What Does a Record Stock Market Mean?

The S&P 500, Dow Jones Industrial Average, and Nasdaq Composite have all set records in recent weeks. We asked Yale SOM’s William Goetzmann, an expert on financial markets and the history of finance, what soaring stock prices say about the economy and the future of the markets.

A trader in front of computer terminals at the New York Stock Exchange

A trader on the floor of the New York Stock Exchange on March 4.

Photo: Angela Weiss/AFP via Getty Images
  • William N. Goetzmann
    Edwin J. Beinecke Professor of Finance and Management Studies & Director of the International Center for Finance

How meaningful are these records from a long-term historical point of view?

Theoretically they mean almost nothing. There is very little evidence that stock market booms are necessarily followed by declines. And even less evidence that is it possible to reliably forecast the market based on trends.

Are the indices good indicators about the broader market and the real economy?

The S&P 500 is a value-weighted index of large company stocks, and stock prices are forward-looking. When you invest in the stock market you are investing in future earnings and future growth of companies. Recently a few very large technology companies have dominated the index. Investors have bid up prices of these stocks based on expectations about their role in the future of the economy.

So current stock prices may reveal less about where we are now, and more about where we hope or expect to be in the future. Because of this, economists find the stock and bond markets useful as leading indicators. The dominance of a few companies suggests that investors believe these firms are strategically positioned to profit from technological innovation in the years to come.

Do these milestones have an effect on people’s investing behavior?

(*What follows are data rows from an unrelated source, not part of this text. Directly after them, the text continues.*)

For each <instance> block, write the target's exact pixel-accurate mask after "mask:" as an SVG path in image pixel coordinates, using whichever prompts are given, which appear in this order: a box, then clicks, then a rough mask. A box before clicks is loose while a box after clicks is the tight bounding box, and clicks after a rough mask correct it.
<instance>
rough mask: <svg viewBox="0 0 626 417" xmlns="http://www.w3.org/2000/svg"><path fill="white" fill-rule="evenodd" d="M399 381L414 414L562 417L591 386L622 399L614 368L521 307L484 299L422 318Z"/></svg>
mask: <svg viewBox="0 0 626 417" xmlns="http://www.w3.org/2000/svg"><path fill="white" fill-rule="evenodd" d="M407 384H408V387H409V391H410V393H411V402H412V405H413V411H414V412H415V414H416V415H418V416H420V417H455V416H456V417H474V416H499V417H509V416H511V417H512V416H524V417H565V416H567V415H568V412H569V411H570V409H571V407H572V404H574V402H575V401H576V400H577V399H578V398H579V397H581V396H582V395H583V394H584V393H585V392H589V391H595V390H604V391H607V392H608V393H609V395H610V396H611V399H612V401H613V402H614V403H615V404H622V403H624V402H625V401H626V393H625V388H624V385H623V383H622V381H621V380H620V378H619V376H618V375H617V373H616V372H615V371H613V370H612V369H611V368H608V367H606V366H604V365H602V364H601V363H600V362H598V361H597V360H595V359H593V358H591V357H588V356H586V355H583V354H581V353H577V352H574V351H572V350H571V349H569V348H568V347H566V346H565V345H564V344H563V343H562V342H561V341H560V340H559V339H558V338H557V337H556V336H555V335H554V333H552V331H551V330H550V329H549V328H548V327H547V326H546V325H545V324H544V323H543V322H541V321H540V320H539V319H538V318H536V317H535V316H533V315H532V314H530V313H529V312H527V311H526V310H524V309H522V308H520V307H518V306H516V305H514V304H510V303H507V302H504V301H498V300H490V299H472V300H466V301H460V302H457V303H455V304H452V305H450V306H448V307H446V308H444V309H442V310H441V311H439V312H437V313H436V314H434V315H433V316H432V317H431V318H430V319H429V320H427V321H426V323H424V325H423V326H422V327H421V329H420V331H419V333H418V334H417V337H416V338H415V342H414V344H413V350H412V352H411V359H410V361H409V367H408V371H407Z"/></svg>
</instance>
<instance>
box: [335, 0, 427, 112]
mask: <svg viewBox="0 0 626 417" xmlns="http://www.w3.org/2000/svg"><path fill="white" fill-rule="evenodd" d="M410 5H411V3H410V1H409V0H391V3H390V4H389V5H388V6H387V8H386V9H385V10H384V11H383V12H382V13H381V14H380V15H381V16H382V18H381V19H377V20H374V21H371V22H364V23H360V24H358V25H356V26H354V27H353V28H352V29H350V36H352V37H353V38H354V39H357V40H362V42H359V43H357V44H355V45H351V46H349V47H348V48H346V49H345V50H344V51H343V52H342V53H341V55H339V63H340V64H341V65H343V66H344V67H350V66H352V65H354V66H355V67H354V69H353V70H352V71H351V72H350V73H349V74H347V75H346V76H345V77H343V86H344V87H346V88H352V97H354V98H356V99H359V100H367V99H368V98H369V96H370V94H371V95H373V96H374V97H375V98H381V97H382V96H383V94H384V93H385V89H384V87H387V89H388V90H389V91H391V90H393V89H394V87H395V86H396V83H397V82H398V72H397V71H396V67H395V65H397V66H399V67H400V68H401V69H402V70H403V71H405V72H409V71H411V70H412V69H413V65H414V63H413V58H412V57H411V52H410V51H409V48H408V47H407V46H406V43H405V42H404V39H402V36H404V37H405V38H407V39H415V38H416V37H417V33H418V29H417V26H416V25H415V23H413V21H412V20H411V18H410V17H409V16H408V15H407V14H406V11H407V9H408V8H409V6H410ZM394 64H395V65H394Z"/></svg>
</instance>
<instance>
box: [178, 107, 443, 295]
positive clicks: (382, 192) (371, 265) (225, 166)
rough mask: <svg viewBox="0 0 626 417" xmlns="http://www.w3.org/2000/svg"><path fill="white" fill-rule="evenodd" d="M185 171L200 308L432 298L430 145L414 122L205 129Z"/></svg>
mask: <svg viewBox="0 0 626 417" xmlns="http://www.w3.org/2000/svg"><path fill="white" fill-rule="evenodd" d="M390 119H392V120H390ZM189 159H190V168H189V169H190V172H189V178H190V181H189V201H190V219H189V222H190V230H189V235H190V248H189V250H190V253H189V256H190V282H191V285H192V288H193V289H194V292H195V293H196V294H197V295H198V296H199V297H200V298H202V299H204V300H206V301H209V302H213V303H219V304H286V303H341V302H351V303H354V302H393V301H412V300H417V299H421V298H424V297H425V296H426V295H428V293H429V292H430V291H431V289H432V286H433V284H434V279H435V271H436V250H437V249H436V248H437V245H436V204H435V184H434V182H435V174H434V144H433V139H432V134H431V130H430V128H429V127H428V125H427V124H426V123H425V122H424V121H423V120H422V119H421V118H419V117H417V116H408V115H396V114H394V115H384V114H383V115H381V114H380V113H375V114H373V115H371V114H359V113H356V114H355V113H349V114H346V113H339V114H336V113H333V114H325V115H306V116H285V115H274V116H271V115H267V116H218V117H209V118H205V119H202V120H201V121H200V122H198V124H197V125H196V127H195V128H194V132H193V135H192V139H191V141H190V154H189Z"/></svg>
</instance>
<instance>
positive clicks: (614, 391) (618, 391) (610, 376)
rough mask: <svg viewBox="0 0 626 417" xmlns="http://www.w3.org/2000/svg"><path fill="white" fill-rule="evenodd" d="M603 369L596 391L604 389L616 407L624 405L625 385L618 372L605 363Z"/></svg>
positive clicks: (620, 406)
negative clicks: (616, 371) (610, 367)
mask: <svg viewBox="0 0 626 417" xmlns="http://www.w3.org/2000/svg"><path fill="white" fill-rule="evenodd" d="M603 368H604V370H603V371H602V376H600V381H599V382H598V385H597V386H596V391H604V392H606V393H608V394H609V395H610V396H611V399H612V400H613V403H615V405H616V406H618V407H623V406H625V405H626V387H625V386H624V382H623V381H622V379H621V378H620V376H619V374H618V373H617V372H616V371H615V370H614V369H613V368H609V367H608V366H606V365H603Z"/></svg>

That is a good question but difficult to answer. News about them draws attention to the stock market. This could motivate some to invest in the market. Others might worry that what goes up must come down. The S&P 500 does not hit an all-time high very often, and it takes a lot of data to draw meaningful conclusions. For example, on March 1, 2024 the SPP closed at 5,137.08 and the next trading day declined slightly to 5,130.95. On January 19 it closed at 4,839.81 and then closed next session at 4,850.43—indeed, it continued to rise for most of the next month. There is no clear pattern of investor response to these milestones.